- Błagam cię, posłuchaj! - Wrzasnął starszy Zwiadowca i złapał młodszego przyjaciela za ręce.
- Ile razy mam ci powtarzać, nie mam pojęcia kim jest ten twój Will ani co ja mam z nim wspólnego?! - Odkrzyknął mu brązowowłosy chłopak i zaczął wyrywać dłonie z uścisku.
- Błagam cię! - Krzyknął i przeszklonymi oczami spojrzał w brązowe oczy, niegdyś należące do jego przyjaciela. - Proszę... - Chłopak przestał się wyrywać i spojrzał Gilanowi w oczy.

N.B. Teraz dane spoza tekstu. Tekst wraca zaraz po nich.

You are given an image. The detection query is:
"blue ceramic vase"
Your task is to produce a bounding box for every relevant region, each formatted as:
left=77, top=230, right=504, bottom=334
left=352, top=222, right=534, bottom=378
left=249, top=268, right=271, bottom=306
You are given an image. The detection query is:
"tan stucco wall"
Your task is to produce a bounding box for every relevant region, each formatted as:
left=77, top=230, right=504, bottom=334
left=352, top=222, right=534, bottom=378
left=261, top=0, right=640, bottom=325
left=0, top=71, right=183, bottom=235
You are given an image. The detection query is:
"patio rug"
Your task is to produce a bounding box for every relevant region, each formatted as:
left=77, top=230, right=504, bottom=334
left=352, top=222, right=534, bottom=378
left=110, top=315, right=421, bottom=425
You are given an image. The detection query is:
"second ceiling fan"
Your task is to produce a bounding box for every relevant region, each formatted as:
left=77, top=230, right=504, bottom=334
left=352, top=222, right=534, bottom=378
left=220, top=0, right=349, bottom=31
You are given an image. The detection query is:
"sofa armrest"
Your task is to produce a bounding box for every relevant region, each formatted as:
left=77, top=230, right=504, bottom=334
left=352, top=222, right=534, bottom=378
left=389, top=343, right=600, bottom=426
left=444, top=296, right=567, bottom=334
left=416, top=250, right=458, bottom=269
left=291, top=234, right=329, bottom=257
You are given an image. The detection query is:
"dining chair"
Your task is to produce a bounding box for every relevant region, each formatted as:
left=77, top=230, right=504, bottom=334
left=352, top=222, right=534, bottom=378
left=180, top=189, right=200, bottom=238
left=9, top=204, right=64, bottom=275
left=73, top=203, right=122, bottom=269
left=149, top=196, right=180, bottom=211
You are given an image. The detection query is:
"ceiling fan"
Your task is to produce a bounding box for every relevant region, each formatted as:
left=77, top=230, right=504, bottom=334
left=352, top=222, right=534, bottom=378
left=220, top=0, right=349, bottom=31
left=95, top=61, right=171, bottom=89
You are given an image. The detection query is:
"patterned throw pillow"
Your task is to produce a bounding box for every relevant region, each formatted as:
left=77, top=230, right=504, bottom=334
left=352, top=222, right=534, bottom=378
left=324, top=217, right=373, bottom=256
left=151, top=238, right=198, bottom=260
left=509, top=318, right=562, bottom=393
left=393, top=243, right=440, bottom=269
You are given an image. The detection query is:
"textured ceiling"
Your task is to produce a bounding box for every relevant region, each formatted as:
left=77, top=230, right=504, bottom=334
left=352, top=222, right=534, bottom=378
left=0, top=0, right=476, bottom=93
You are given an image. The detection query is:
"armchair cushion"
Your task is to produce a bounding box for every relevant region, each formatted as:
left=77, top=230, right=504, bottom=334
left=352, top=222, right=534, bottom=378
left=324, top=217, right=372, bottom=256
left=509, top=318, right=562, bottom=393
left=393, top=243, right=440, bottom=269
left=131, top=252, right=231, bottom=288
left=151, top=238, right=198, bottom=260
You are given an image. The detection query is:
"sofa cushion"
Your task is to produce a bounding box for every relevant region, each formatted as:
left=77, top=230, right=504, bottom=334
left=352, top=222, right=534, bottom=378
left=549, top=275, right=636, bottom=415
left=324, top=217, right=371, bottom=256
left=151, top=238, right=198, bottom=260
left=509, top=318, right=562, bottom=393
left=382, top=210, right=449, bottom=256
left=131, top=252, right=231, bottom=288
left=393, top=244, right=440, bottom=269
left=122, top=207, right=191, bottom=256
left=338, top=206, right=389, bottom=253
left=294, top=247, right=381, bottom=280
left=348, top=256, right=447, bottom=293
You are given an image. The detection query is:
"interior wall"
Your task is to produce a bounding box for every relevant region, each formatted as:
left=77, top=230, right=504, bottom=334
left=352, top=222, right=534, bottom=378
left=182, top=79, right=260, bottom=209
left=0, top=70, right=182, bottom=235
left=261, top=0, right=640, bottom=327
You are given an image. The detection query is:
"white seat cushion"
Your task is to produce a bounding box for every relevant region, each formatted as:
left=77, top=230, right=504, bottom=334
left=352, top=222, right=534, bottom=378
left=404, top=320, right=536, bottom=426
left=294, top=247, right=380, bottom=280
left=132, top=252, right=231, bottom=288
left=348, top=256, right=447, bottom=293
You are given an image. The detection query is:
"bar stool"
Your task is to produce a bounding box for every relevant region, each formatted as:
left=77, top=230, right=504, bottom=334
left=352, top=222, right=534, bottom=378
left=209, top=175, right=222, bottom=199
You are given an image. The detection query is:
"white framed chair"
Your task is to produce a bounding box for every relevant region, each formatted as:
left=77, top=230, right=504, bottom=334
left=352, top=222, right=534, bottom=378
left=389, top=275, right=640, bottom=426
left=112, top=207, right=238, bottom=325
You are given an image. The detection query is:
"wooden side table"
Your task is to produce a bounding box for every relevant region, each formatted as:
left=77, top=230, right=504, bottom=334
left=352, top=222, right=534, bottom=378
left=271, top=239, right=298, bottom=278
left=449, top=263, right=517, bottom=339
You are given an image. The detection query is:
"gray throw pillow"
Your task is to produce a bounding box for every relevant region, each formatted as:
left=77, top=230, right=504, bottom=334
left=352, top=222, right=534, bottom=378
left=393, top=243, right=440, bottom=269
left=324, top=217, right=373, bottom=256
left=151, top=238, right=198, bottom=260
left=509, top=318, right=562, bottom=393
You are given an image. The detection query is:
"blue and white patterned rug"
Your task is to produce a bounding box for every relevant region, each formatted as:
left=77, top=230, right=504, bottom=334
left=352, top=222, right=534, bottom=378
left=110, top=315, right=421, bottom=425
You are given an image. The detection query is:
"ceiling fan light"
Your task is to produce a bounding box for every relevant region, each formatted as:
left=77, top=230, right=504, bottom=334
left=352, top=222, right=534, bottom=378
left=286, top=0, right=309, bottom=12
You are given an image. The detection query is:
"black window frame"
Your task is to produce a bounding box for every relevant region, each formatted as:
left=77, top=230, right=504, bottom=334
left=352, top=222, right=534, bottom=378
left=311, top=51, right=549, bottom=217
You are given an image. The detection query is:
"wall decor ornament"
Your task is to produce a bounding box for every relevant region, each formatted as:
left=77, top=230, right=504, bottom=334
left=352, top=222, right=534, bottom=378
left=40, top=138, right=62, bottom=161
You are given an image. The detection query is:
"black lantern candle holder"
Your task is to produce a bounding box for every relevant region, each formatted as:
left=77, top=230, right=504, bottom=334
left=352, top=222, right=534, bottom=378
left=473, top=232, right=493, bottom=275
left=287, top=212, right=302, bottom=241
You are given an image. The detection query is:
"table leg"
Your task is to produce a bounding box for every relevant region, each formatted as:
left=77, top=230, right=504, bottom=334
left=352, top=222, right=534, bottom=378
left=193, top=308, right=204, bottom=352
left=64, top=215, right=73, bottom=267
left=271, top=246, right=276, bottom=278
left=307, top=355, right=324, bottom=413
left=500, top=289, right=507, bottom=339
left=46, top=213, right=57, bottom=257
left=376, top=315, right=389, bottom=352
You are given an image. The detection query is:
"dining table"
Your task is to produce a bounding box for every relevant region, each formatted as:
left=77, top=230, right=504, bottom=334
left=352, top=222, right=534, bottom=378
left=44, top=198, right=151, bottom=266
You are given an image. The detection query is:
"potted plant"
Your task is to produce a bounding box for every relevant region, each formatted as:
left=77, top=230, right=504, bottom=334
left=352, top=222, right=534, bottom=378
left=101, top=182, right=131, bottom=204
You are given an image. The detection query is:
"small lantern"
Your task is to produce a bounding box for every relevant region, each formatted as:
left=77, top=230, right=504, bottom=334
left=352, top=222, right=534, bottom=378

- Czego chcesz? - Warknął młodszy.
- Proszę... Musisz mi uwierzyć!
- Dlaczego miałbym ci zaufać? - Spytał podejrzliwie, a Gilan poczuł, jak pęka mu serce. Nawet nie zarejestrował, gdy Will wyswobodził się z jego uścisku i pobiegł w las. Przez chwilę chciał go gonić ale zdał sobie sprawę, że to bez sensu. Pozwolił spłynąć paru łzom, po czym przetarł twarz i ruszył do Redmont.>>------->
Nienawidził tam wracać. Nienawidził swojej posady. Nienawidził wszystkich miejsc związanych ze Zwiadowcami. Doszło do tego, że zaczął nienawidzić samego Willa, który przecież nic nie zrobił. Jego jedyną winą było to, że był w złym miejscu o złym czasie. Do teraz to pamiętał. Wracali właśnie ze Zlotu, gdy zaatakowali ich jacyś rabusie. Niby nie mogli równać się z wyszkolonymi Zwiadowcami ale przewagę dał im element zaskoczenia. Rzucili się na Willa, Halta i Gilana.
>>------->
Zwiadowcy pokonali wrogów. Gdy ci uciekali jeden z nich rzucił się na Willa. Młody Zwiadowca został zaciągnięty do lasu i odnaleziony dopiero po tygodniu. Gdy go odnaleziono nie pamiętał niczego. Ani nikogo...
>>------->
- Znalazłeś go? - Spytał z nadzieją Halt. Gilan przez chwilę zastanawiał się, czy powiedzieć prawdę. Zdecydował jednak, że nie może okłamywać swojego przyjaciela.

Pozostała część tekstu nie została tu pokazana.